Take-Two: Recession Is A "Car Crash," Not A Financial Crisis
The global financial situation is dark and intimidating, even though the video game industry still appears encased in a safety cocoon; one analysts have been talking about for months. Still, it's always interesting to hear what publishers think about the recession, and how it may affect gaming.
According to Reuters, Take-Two Chief Executive Strauss Zelnick spoke at the Reuters Media Summit in New York, and he said everyone should feel "encouraged by Black Friday," when sales were - perhaps surprisingly - quite good, considering the country's situation. Zelnick continued: "It was better than expectations, but it's pretty hard these days -- being slightly down is the new up." In this way, analysts and publishers agree that this holiday season should be fine for the industry, and we can all look forward to another growth year in 2009. Well, perhaps it won't be the kind of growth we saw in 2008, but even so, Zelnick refused to label the current situation as a "financial crisis." He then made the following elaborate analogy, though, which hints at possible "intensive care" emergencies in the future:
"We're still seeing the car crash, and the ambulences [sic] are still showing up at the scene. Maybe we're in the emergency room, but we're not even in the intensive care unit yet for a lot of these companies. But they will get there."

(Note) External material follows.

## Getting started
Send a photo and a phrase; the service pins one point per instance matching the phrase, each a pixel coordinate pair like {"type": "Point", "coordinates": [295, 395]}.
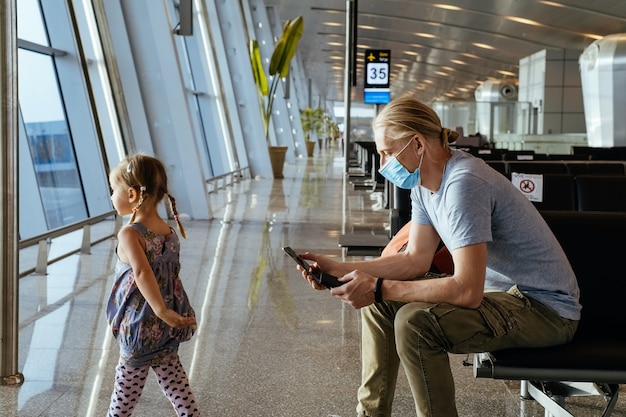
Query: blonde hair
{"type": "Point", "coordinates": [406, 116]}
{"type": "Point", "coordinates": [147, 175]}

At this point, the only sufferers may be the small, independent developers. Without an accomplished backlog, publishers are unlikely to have faith in their projects and more likely to back the guarantees from larger development houses. The development of games needs capital like everything else; without that capital, and considering the loan crisis right now, small devs have few options. At least, that's how we see it. The big boys still seem okay.